Try to look for Websites or Web Application which has successfully achieved the goal you are looking to achieve, study their UI's, try to find common parameters & patterns which engages the user on their sites.
I always believe amazon is very good at keeping user engaged on website by showing relevant recommendations, what other people are looking
types recommendations, people who bought this also bought this
kind of recommendations.
Another good read: What should a developer know about interface design usability and user psychology
Also, Good Read on UI design considerations of e-commerce websites.
When it comes to UI design, ideally you will have an actual visual designer provide some guidance on your use of colors and a UxD provide some insight into your layout and flows based upon their expertise in these areas. Barring these folks having some input, if you design the pages and create the visuals yourself, iterative discovery is the best method to inform your design and provide insight into how these items affect the user and the overall experience you have created.
While there are certainly numerous books you can read and "guidelines" you can follow (and should for the initial design phases), no amount of book learning can replace real user interactions.

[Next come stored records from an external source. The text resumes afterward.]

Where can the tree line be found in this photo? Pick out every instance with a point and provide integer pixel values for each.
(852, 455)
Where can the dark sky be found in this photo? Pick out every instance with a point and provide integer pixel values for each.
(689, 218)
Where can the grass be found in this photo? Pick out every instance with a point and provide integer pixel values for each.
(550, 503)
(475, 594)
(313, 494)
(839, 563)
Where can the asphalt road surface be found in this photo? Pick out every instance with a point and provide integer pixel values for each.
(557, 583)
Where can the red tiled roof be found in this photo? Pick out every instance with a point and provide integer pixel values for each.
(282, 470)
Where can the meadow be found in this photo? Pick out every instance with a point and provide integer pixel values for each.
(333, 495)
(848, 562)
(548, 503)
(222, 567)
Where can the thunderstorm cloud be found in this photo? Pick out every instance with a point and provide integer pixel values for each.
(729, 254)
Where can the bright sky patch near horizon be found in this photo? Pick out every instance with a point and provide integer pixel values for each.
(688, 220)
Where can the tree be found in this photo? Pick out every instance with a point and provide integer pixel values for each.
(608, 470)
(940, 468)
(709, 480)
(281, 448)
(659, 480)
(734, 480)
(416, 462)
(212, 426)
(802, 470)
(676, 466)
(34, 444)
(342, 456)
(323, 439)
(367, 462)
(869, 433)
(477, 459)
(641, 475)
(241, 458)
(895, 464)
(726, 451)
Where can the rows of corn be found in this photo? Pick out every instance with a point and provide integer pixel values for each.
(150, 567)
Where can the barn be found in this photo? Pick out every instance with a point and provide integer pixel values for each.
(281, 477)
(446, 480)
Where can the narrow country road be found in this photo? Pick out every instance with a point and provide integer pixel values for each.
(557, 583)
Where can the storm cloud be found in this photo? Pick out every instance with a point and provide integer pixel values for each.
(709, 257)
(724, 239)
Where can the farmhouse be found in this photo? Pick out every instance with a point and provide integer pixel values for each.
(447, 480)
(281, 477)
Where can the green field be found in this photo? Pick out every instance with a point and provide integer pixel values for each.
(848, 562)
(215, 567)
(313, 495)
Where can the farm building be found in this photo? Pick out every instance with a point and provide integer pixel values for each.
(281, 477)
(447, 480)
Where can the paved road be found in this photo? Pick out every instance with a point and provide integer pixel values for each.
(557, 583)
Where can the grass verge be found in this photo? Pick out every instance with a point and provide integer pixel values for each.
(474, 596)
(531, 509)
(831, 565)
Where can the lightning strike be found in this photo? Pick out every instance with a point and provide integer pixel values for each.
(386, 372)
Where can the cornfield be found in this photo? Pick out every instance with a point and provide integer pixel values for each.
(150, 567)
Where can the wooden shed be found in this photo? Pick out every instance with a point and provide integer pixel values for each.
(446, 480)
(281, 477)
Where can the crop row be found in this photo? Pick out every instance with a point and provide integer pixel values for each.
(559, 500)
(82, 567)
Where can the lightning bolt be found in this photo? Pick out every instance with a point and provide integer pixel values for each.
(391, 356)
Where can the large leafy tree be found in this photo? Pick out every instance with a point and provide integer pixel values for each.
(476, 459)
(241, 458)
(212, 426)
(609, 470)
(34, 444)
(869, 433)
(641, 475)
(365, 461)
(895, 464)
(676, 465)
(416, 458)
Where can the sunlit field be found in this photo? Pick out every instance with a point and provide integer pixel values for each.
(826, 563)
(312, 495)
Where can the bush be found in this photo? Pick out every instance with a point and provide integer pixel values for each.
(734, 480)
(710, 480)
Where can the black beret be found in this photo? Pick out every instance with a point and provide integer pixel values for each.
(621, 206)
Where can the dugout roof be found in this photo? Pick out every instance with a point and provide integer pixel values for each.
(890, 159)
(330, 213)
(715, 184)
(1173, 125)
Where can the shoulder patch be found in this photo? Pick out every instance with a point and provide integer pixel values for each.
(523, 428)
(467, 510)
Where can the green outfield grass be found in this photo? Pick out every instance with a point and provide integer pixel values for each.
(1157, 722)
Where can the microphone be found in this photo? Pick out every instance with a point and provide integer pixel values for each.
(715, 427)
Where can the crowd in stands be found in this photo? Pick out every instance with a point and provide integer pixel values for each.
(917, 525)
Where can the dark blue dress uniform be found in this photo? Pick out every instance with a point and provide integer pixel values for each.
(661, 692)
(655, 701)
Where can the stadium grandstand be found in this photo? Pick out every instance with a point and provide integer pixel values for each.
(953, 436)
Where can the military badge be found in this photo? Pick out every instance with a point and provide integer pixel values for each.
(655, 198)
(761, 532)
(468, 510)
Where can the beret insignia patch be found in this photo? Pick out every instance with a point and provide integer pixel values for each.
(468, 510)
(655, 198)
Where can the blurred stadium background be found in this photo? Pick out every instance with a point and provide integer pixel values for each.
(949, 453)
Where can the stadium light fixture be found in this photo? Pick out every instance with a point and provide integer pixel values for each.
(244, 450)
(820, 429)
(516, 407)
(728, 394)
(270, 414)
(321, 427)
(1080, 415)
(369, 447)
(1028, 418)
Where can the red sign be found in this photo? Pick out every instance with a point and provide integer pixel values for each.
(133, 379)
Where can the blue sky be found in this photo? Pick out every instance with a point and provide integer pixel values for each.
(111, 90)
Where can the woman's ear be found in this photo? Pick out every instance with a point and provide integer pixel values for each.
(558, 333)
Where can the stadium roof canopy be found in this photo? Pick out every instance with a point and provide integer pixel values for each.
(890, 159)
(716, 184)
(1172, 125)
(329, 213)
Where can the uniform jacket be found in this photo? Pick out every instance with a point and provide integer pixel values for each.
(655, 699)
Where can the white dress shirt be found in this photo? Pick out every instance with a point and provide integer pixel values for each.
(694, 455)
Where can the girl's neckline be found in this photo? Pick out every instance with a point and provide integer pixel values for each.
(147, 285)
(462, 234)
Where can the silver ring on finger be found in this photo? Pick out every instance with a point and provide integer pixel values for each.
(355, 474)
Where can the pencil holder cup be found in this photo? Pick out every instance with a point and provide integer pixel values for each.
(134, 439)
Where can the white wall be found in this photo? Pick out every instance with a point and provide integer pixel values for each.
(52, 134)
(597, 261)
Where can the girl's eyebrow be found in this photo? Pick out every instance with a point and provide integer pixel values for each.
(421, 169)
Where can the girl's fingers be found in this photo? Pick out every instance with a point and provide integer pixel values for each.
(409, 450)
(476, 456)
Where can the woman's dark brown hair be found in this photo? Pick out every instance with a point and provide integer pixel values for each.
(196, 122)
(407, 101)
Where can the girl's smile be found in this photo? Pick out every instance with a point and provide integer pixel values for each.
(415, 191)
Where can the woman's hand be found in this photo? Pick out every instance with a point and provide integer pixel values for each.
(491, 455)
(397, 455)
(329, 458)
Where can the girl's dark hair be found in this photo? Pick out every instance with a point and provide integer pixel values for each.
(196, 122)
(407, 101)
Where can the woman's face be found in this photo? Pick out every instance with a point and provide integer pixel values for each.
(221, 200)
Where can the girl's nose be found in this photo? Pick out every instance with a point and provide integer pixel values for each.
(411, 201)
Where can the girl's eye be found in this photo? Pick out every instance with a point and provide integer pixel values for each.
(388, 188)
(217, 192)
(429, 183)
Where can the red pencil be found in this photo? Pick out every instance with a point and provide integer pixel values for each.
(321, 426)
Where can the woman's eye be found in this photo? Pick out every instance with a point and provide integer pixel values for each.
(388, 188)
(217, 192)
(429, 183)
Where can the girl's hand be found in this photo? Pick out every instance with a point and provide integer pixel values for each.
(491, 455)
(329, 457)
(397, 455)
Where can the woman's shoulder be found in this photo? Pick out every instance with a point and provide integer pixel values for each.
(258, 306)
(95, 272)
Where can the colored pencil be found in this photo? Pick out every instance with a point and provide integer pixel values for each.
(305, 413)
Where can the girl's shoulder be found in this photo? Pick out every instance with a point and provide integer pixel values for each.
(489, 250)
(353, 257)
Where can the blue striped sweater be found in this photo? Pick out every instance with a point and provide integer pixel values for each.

Build a functional prototype of your site/app/service/etc. and get it in front of actual users to gauge usability and value. This should be done in an ad-hoc format (versus formal usability testing) and the prototype should consist of smoke and mirrors as needed (i.e. it could be only clickable comps or primarily images with only the flows you're testing actually working).
Once you have some level of prototype, bring it to a place where ppl tend to be (and where you have i-net access if needed). I have found Starbucks to be great for this. Grab some ppl and ask if you can have 10 minutes of their time - you'll find tons of willing participants. Provide these folks with a simple / specific scenario to complete in your prototype and watch and learn.
People in a real-world situation using your software will quickly find its flaws and you'll be learning more than you could ever glean from a book or guideline. You'll be iterating on the design and tweaking items every time you test.
Test like this over a few weeks and you'll be discovering the perfect design very quickly. Once you have something that ppl can use and find value in, you're ready to get it live. But, testing should not end there - once live, you should continue to test and tweak via A/B and multi-variant testing while keeping a close eye on on your analytics and user behavior.
Discovery testing followed continual A/B allows you to continuously tweak, test and learn and ultimately to create the best solution possible.